I'm trying to analyze goal-scoring networks in hockey. I have data for the player who scored the goal and the player who assisted on that goal. My issue is that some goals do not have an assist, so I'm not sure what I should do in those situations.
So, an example for my data looks like this:
scorer <- c("Lidstrom", "Yzerman", "Fedorov", "Yzerman", "Shanahan")
assister <- c("", "Lidstrom", "Yzerman", "Shanahan", "Lidstrom")

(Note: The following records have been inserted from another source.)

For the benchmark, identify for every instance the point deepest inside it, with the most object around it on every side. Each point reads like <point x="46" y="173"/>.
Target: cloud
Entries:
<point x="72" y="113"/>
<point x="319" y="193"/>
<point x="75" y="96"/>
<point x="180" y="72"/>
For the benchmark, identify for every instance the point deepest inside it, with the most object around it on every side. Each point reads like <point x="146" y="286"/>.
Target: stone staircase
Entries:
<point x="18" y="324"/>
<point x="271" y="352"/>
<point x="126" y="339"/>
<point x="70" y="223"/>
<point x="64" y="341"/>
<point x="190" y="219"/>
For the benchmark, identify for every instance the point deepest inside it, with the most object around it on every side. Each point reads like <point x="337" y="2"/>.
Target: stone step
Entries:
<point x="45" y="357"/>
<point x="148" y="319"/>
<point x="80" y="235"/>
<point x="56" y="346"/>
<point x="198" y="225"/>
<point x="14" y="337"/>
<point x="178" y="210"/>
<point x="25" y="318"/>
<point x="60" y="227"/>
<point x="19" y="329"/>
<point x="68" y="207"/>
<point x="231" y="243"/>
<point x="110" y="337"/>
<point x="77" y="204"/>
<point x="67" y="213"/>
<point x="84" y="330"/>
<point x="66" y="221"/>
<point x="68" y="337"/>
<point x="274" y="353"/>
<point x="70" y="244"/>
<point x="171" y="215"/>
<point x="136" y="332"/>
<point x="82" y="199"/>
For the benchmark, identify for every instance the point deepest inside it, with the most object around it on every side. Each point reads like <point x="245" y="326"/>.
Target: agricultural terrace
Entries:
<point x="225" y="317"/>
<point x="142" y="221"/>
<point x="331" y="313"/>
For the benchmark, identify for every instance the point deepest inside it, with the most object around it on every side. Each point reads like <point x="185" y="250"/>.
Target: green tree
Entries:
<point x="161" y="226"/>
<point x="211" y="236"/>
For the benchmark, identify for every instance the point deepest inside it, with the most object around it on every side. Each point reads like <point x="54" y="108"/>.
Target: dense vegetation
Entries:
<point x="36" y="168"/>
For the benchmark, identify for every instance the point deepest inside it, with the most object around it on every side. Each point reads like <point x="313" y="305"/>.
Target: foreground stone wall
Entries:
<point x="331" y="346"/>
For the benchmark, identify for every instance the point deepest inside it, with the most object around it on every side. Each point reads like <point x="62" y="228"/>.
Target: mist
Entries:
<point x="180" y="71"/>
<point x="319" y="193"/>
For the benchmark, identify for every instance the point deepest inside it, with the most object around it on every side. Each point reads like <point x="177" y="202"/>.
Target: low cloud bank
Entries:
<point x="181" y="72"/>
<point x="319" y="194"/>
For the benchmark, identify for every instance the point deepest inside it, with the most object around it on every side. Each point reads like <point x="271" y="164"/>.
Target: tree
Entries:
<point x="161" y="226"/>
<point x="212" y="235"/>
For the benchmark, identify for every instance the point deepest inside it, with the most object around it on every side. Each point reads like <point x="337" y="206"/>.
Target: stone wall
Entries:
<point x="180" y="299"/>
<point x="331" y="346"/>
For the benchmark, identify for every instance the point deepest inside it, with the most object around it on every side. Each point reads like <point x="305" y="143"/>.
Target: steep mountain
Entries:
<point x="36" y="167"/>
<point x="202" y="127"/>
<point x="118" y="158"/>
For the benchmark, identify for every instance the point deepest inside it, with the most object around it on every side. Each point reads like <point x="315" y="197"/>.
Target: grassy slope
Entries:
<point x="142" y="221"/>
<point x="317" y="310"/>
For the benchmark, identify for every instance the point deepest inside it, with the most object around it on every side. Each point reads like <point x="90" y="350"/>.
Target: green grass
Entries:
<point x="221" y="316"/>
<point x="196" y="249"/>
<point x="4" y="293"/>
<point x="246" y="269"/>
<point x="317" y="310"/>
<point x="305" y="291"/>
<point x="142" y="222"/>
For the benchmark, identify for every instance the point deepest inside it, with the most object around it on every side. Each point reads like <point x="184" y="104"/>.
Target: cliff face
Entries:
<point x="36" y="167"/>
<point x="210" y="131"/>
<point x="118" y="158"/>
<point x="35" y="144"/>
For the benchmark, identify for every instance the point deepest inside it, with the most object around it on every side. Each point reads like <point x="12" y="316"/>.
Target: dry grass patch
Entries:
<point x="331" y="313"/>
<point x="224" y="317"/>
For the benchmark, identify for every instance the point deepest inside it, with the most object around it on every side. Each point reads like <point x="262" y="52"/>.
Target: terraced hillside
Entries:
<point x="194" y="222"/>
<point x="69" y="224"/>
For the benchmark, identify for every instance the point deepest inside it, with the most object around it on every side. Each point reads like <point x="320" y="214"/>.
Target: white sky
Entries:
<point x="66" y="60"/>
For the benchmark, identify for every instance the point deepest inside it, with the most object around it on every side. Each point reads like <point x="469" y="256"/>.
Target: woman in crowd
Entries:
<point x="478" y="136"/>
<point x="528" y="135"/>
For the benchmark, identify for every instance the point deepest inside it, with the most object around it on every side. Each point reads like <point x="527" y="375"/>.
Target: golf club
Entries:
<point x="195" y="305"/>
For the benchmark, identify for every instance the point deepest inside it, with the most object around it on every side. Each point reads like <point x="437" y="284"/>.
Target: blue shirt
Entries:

mydata <- data.frame(scorer, assister)
And the output is:
scorer assister
1 Lidstrom
2 Yzerman Lidstrom
3 Fedorov Yzerman
4 Yzerman Shanahan
5 Shanahan Lidstrom
When I'm dealing with unassisted goals, does it make sense to act as if the assist goes to the scorer?
EX:
scorer assister
1 Lidstrom Lidstrom
2 Yzerman Lidstrom
3 Fedorov Yzerman
4 Yzerman Shanahan
5 Shanahan Lidstrom
Or does it make sense to create a new name "unassisted" for unassisted goals?
EX:
scorer assister
1 Lidstrom UNASSISTED
2 Yzerman Lidstrom
3 Fedorov Yzerman
4 Yzerman Shanahan
5 Shanahan Lidstrom
Here's the rest of my code for the PageRank, assuming that something is filled in for the blank assister space:
library(igraph)
library(dplyr)
my_network <- mydata %>%
as.matrix() %>%
graph.edgelist(directed = TRUE)
page_rank(my_network, directed = TRUE)$vector
I can't just remove goals that are unassisted, so I'm trying to come up with some solution that doesn't defy any major graph theory principles (of which I'm not knowledgeable). Any ideas?